Lawmakers urge liaison office to tone down approach to Hong Kong affairs
The central government's liaison office is facing calls from across the political spectrum to tone down its approach to local affairs amid mounting pressure for Chief Executive Leung Chun-ying to step down.
This came after Paul Tse Wai-chun, a pro-establishment lawmaker seen as being close to the liaison office, criticised the frequent appearances of Beijing's representatives in the city.
"I think it is inappropriate for [representatives] of the liaison office to make public appearances too often," said Tse. "[For example,] sometimes an officiating guest from the liaison office - even for some activity at Wong Tai Sin housing estate - is sitting in a more prominent position than a government official.
"This makes people feel like Hong Kong is copying the mainland's practice, where you have a municipal official and a party chief [above him]. I think Hongkongers are still uncomfortable about that."
Democratic Party lawmaker and Wong Tai Sin district councillor Wu Chi-wai said yesterday the liaison office should not appear in local activities, but that this "has been very common".
With the new liaison office chief Zhang Xiaoming taking the reins earlier this month, pan-democratic lawmakers were concerned the central government may tighten its grip on the city.
They were also critical of the liaison office's "meddling" in local affairs in recent years.
Tse, who voted in favour of a pan-democratic motion of no-confidence against Leung, echoed that view, saying he feared the administration "might tend to rely more on the liaison office's influence" amid challenges to its authority.

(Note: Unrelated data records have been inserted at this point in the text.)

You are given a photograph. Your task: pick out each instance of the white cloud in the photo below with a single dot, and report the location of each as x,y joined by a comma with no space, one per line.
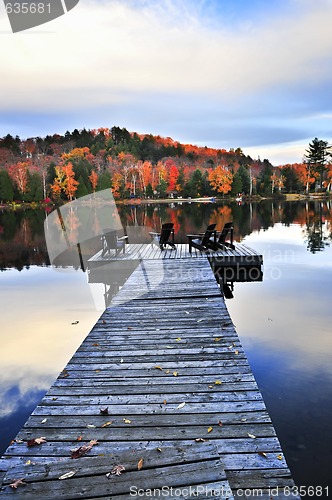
101,51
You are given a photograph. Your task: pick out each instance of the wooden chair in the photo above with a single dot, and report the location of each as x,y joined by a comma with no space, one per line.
226,233
203,241
166,236
111,242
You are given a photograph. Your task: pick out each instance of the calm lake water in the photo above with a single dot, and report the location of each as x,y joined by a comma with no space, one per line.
284,322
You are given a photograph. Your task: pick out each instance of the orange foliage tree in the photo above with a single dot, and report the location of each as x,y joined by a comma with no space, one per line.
93,178
221,179
19,174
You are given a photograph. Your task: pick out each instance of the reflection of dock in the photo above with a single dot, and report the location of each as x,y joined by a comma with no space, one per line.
164,386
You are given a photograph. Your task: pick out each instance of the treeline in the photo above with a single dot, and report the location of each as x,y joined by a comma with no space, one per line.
63,167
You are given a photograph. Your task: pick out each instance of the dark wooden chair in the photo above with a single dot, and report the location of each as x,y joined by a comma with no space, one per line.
224,235
111,242
166,236
203,241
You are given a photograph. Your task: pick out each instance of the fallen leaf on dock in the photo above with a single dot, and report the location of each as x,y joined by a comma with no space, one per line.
67,475
117,470
104,411
107,424
36,441
140,463
17,483
82,450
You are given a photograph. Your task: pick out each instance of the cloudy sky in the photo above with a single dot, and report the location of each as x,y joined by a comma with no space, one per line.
254,74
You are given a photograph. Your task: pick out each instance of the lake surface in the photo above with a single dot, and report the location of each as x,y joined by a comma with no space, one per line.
284,322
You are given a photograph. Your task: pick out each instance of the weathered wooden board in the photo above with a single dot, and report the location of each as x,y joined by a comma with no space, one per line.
162,376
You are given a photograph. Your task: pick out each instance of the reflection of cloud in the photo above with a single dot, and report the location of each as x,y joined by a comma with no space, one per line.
16,394
290,314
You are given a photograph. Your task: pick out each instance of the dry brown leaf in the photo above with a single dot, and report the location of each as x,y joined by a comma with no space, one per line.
82,450
117,470
107,424
17,483
34,442
67,475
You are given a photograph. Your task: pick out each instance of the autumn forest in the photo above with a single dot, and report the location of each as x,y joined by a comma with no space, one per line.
63,167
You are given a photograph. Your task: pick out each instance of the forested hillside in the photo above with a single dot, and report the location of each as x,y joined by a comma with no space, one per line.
64,167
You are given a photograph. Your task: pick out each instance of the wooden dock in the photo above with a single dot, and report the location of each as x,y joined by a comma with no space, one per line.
164,387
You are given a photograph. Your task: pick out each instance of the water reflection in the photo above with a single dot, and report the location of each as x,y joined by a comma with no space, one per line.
283,322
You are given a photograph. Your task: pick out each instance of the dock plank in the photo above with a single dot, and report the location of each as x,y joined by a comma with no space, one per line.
163,369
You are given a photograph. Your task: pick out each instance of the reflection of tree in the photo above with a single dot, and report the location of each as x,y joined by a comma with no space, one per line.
315,238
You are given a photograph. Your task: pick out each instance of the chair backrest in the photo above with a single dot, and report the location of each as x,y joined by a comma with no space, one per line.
228,227
166,230
110,238
208,233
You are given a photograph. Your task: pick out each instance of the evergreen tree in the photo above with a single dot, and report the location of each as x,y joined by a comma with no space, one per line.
6,187
316,156
82,189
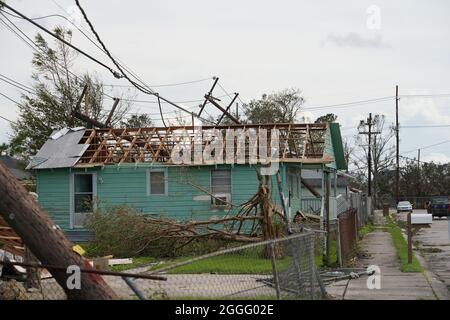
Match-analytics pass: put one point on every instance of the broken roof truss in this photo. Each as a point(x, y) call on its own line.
point(302, 143)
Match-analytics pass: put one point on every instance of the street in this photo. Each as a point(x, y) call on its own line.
point(434, 245)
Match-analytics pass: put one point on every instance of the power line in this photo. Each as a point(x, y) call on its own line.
point(349, 104)
point(6, 119)
point(16, 85)
point(139, 87)
point(162, 85)
point(115, 73)
point(10, 99)
point(426, 126)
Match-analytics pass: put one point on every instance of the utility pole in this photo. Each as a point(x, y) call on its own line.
point(397, 136)
point(419, 180)
point(370, 122)
point(369, 156)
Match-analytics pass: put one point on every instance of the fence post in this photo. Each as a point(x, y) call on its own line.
point(134, 288)
point(338, 240)
point(312, 266)
point(275, 271)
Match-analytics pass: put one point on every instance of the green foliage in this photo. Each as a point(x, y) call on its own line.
point(137, 262)
point(401, 247)
point(281, 107)
point(368, 228)
point(4, 149)
point(234, 264)
point(333, 259)
point(124, 232)
point(57, 93)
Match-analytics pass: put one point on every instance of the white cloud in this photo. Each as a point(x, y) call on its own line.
point(422, 110)
point(354, 40)
point(436, 157)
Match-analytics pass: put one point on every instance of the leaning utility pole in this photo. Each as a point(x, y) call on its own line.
point(47, 242)
point(369, 156)
point(397, 136)
point(362, 127)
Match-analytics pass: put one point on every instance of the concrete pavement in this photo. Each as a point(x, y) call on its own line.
point(395, 285)
point(433, 244)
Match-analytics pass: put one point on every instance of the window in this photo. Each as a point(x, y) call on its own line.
point(83, 198)
point(221, 186)
point(157, 182)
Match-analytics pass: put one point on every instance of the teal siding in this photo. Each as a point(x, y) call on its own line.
point(53, 188)
point(127, 185)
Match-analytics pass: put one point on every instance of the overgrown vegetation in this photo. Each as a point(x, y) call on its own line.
point(401, 247)
point(366, 229)
point(124, 232)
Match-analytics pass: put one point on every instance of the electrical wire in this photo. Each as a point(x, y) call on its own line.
point(115, 73)
point(6, 119)
point(160, 111)
point(17, 86)
point(10, 99)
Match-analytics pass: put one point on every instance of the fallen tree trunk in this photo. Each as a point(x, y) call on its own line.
point(47, 242)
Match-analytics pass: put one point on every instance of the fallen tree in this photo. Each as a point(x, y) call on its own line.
point(122, 231)
point(47, 242)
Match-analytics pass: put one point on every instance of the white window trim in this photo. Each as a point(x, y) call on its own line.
point(72, 195)
point(221, 194)
point(166, 183)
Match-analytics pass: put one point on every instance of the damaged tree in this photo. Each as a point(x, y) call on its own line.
point(45, 240)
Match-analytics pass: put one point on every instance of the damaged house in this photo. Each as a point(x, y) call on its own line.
point(157, 172)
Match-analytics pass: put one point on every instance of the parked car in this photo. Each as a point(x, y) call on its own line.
point(403, 206)
point(439, 207)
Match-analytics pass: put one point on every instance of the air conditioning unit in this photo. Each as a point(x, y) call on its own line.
point(221, 199)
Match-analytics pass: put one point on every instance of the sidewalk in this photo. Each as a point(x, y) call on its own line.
point(395, 285)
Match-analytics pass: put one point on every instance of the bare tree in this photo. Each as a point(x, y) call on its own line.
point(382, 156)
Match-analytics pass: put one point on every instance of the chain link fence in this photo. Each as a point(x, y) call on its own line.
point(276, 269)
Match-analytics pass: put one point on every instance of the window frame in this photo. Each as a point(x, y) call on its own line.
point(221, 194)
point(72, 196)
point(149, 185)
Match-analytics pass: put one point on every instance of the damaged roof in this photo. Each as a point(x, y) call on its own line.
point(79, 147)
point(61, 150)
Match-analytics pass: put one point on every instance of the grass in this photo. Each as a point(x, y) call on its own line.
point(368, 228)
point(333, 261)
point(229, 264)
point(137, 262)
point(401, 247)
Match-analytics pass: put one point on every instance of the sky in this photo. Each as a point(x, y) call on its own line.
point(335, 52)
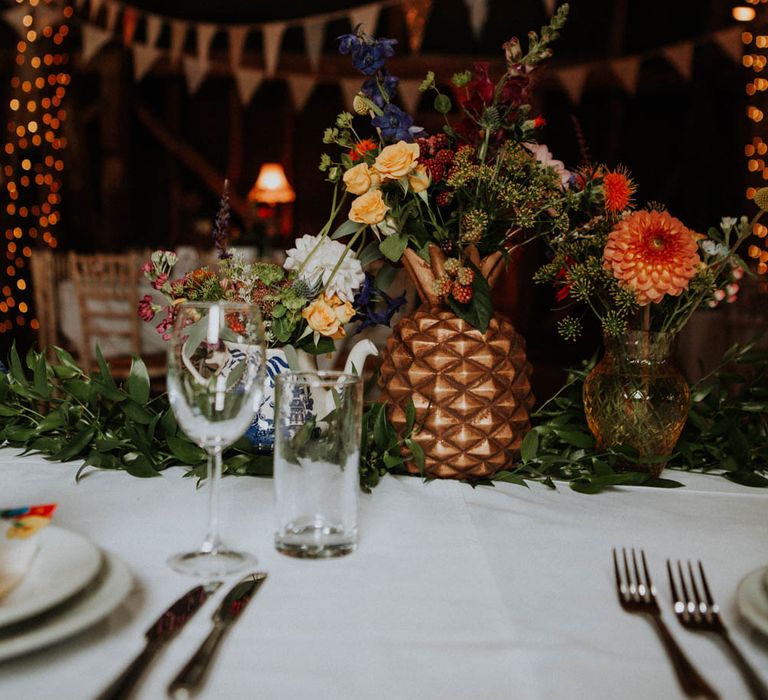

"To me, Hong Kong has reached breaking point, but maybe Beijing still needs to wait and see," he said.
"Considering the people's distrust, the legislature's refusal to co-operate, and that even some officials are having difficulties working with him … [I think Leung] must reflect deeply and correct [his faults] immediately, otherwise he might not remain in his job for much longer."
Tse admitted getting a leg-up from the liaison office during the Legislative Council election campaign in an October interview, but yesterday said: "[The office] has … helped me … [but] I would not … accept [any request for me] to surrender everything and act as a voting machine."